Los testimonios recogidos durante el programa reflejan cambios significativos en la percepción de las personas participantes. Algunos internos han expresado haber comprendido por primera vez el impacto que sus actividades podían tener en la vida de las personas consumidoras. Por su parte, personas usuarias de la comunidad terapéutica han descubierto que quienes están en prisión también afrontan dificultades familiares, emocionales y sociales similares a las suyas.
Este reconocimiento mutuo permite abrir nuevas formas de comprensión y favorece procesos de responsabilización, reparación simbólica y transformación personal.
La droga destruye desde cualquier lado del espejo
Una de las frases que resume la filosofía del proyecto es: “La droga destruye desde cualquier lado del espejo”. Esta reflexión recoge el aprendizaje central de la iniciativa: más allá del papel que cada persona haya desempeñado en relación con las drogas, sus consecuencias afectan a la salud, los vínculos familiares, la estabilidad emocional, la vida social y las oportunidades de futuro.
Tanto las personas internas como las personas en tratamiento coinciden en motivaciones fundamentales para cambiar: recuperar la salud, reconstruir relaciones familiares, alejarse de las drogas y encontrar una alternativa de vida fuera del consumo y la ilegalidad.
FSC refuerza su compromiso con la rehabilitación y la inclusión social
La participación de la Fundación Salud y Comunidad en el congreso del Instituto de Drogodependencias de la Universidad de Deusto ha permitido visibilizar una experiencia innovadora que combina intervención terapéutica, trabajo socioeducativo, prevención de recaídas y reinserción social.

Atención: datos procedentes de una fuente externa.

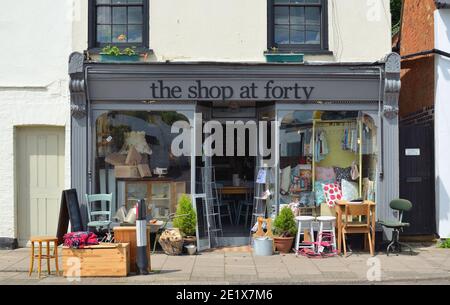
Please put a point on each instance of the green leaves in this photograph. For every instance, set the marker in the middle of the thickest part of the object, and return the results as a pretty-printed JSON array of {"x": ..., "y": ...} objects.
[
  {"x": 284, "y": 224},
  {"x": 188, "y": 223},
  {"x": 115, "y": 51}
]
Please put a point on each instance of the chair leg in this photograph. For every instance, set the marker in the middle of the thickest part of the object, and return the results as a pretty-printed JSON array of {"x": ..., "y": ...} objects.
[
  {"x": 55, "y": 253},
  {"x": 31, "y": 259},
  {"x": 48, "y": 258},
  {"x": 370, "y": 244},
  {"x": 40, "y": 259},
  {"x": 345, "y": 243}
]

Los resultados obtenidos y el impacto observado en las personas participantes han llevado a las entidades impulsoras a reafirmar su compromiso con la continuidad del proyecto “Un espejo, dos reflejos”. Su finalidad es seguir promoviendo cambios de creencias, reduciendo la reincidencia delictiva y las recaídas en el consumo, y fortaleciendo los procesos de rehabilitación e inclusión social.
Con iniciativas como esta, FSC continúa apostando por modelos de atención integrales y humanizadores, capaces de tender puentes entre el ámbito penitenciario y comunitario para acompañar procesos reales de recuperación y cambio.